FourFiveSecondsFromSmiling · 19/04/2015 13:40

Most of my neighbours work, I work part time. That lafy has just put up a certain parties poster in her windowGrin no surprise their.

Thanks again for all the lovely comments and support.

OP posts:
SingingHinnies · 19/04/2015 13:42

Singing, on my estate the tenants were chosen very carefully and most have waited a long time to be offered a property, I waited almost 10 years.

This makes more sense to me putting or say people in 2 bed's on a secure tenancy into the 3 beds on the mixed estate or people who are on a secure tenancy who are wanting a different area then this free's up there house for an unsecure tenancy so it will cause less grief as no doubt there will be people who won't look after there houses. Obviously there are people on the list who have never had a council tenancy and would look gain a secure tenancy and never pose a problem. I always remember 2 friends being moved in next door to each other into flat's, they had a party and knocked down the wall making one big flat, took the council months to repair the damage. If you are on the social housing list for years like i was then i wouldn't be bothered really if i got an old or new house and the council have no way of knowing if i will do something like the above unless i have gained a secure tenancy. I know people in 2 bed flats on secure tenancies who would have killed for the 3 bed houses next to me and looked after them, would still be there now.
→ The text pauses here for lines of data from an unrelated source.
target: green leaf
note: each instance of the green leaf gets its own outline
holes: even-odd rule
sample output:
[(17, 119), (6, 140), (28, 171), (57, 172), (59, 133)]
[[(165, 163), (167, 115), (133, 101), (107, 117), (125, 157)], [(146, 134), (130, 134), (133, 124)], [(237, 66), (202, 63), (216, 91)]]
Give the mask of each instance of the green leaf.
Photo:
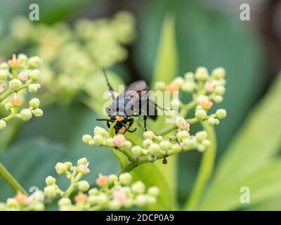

If the new estate wasn't being built the people on the list would still need to wait for one of the older properties coming up anyway so i can't see it being that big an issue moving the secure tenants into the new houses and freeing up the council estate housing for non secure tenants

BishopBrennansArse · 19/04/2015 13:51

With my HA you aren't awarded a secure tenancy until you've lived there 12 months. It's designed to weed out issues but in reality I know of one family (so I'm acknowledging there's a minority problem) who kept their noses clean for a year than let rip.

What I really object to is all social tenants being lumped in with a minority.

TedAndLola · 19/04/2015 13:55

What I really object to is all social tenants being lumped in with a minority.

Exactly, as if all owner-occupiers are great neighbours and members of the community! Hmm There's only one family on my road that cause any kind of neighbourly problems, and they are owner-occupiers.

FourFiveSecondsFromSmiling · 19/04/2015 13:57

What gets me is that home owners are only a couple of months from homelessness so why judge a single mum like me who was homeless.

OP posts:
StellaAlpina · 19/04/2015 13:58

Oh gosh, DH and I are looking at shared ownership houses in some new build developments atm. Is there anyone who hasn't had any problems with snobiness or 'us and themness'?